Kieran Read glared at the Boks as they celebrated, although his expression could well be interpreted as one of disappointment and shock. This All Blacks side – stacked with 2011 and 2015 World Cup-winning veterans – doesn’t make amateurish errors, and for nine long years, it didn’t lose a single match to the Boks at home.
It was a contest in which the Boks rediscovered their fearsome identity as the brutes and bullies of world rugby. In doing so, they were able to claim a result that will force everyone – South Africans, New Zealanders and neutrals – to reassess what they believe to be true about the game.
The British & Irish Lions took the All Blacks to that dark and uncomfortable place when they toured New Zealand last year.
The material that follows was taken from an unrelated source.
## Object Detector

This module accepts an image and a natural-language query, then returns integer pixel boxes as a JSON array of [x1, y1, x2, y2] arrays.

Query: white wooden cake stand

The composite side from the northern hemisphere beat the All Blacks in Wellington to shatter the perception of New Zealand invulnerability.
They drew the final game in Auckland to level the series. It wasn’t a great outcome for the All Blacks, yet everyone outside of New Zealand agreed that it was an important result for a sport that had been dominated by one side for too long.
The Boks’ win in Wellington was significant for a number of reasons. Earlier in the week, Rassie Erasmus suggested that his future as Bok coach hinged on the players’ performance, and perhaps even the result, at the Cake Tin. Some joked that this bizarre statement could be taken as a resignation, given the All Blacks’ awesome record at home and the Boks’ struggles in New Zealand for the better part of the decade.
Following the recent result, however, nobody should question Erasmus’ right to the job. Erasmus has joined an elite club of Bok coaches who have won in New Zealand during the professional era. Nick Mallett’s side did it in 1998 while Peter de Villiers’ team did it in 2008 and 2009.
The performance itself was a statement, in the context of where the Boks are in 2018 and where they may be come the 2019 World Cup.
As was the case in the first two Tests against England in June, the Boks succeeded in marrying their traditional strengths with an innovative attacking plan. The forwards took the fight to their New Zealand counterparts as if there was no tomorrow – and perhaps Erasmus had given them this message beforehand.
There’s been a lot of talk about the Boks’ regaining their physical reputation this year, even among the coaches and the players. On Saturday, the Boks delivered their most physical performance of the past three seasons.
The Boks missed a lot of tackles over the course of the game and they allowed the All Blacks too much territory in the second stanza. The physicality and belief of the visitors, however, never faltered.
The confidence and decision-making of the backs, who it has to be said had the benefit of an excellent forward platform, was sublime. Handré Pollard and Elton Jantjies took some excellent options and the Boks troubled the All Blacks in the wider channels. Aphiwe Dyantyi’s finishing was world-class.
Many a Bok side has fallen short against the All Blacks in the past because it has failed to translate forward dominance into tries and points. On Saturday, the Boks put five tries and 36 points the All Blacks. Even if they had lost at the end, that performance, as well as those telling stats, would have echoed through to the 2019 World Cup.
Which brings us to the subject of the heavyweight clash between the teams in the first Pool B match in Yokohama on 21 September next year.
When I interviewed former Bok captain John Smit in a recent edition of SA Rugby magazine, he said that the current team desperately needed to beat the All Blacks. Smit said that this would give the side reason to believe that a win against the All Blacks during the pool phase of next year’s tournament was possible.
The victory against the All Blacks in Wellington would have done wonders for the Boks in this respect. The result was a triumph in isolation. A massive box has been ticked in the context of the preceding nine years.
But just as one chapter of the great rivalry has ended, another has begun. One would hope that the current side views the performance and result in Wellington as the start of a new and possibly even greater story, and that they continue to build and evolve over the next 12 months.
Indeed, while the Boks were deserved winners in Wellington, they were less than accurate in several departments. That there is a lot of room for improvement after a monumental win in New Zealand and a performance that yielded five tries and 36 points is an encouraging thought.